> On Jan 27, 2016, at 4:10 PM, Alex Zavatone <[email protected]> wrote:
> 
> I’m wondering if it’s using the system keychain or your login keychain.

It can’t be using the system keychain; that’s only for system-wide data, not 
any user passwords/keys/certs.

> If your certs are empty, that certainly indicates that part of the app 
> signing will fail.
> The exact problem is that even if you have installed a cert, you will need to 
> export your private key and create the .p12 file for that cert to be 
> recognized as being part of your keychain (as I found out last night).

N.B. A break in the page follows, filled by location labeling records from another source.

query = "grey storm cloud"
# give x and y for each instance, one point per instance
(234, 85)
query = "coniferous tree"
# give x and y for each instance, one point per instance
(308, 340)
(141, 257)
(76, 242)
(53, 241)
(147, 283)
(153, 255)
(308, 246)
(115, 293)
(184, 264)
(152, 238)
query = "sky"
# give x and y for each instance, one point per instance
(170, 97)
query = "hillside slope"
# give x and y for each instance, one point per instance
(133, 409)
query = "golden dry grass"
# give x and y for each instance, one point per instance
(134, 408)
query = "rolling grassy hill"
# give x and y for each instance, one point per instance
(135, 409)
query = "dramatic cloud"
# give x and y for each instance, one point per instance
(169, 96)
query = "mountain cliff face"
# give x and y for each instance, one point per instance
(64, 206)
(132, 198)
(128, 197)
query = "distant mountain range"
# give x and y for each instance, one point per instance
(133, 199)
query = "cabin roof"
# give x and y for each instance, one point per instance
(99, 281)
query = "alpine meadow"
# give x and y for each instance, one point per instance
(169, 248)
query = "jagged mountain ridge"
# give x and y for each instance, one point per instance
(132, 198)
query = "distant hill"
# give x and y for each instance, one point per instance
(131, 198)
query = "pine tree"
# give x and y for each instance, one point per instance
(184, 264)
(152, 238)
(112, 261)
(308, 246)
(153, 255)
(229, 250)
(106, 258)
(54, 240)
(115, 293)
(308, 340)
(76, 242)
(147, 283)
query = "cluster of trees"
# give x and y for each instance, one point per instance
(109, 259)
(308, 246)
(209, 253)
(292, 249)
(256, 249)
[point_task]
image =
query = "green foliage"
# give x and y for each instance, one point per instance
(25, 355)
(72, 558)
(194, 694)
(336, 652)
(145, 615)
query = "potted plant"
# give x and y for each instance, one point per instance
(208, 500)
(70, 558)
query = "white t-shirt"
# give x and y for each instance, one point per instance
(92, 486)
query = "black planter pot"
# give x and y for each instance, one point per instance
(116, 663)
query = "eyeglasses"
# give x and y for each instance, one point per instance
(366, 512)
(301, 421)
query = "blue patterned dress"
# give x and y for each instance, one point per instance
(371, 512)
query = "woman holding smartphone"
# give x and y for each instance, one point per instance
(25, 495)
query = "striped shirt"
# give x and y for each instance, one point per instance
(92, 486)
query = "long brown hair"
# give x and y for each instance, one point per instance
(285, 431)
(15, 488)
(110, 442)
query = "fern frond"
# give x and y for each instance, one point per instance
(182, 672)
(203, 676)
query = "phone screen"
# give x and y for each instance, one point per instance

I think what you mean is that the private key corresponding to the cert needs 
to be in your keychain too, so that you can sign data with it. If you requested 
the cert on that machine then the key will already be created there as part of 
the request, but otherwise you have to export the key+cert as a .p12 file from 
where it was created, and then import that file on the machine where you want 
to use the cert.

(Sorry, I’m a bit of a crypto geek…)

> In any case, Ron Roche wrote an book that was my code signing bible before 
> Xcode got more advanced and chapter 3 is pure gold for addressing these some 
> of these problems.

I have that book too, but everything’s changed around so much (at least at the 
Xcode level) since then, that I’ve been figuring the book will cause me more 
confusion.


Anyways, I appear to be dead in the water right now. Even if I remove the certs 
from my keychain and request/generate new ones, they still don’t show up in “My 
Certificates” and I get the same error from the codesign tool.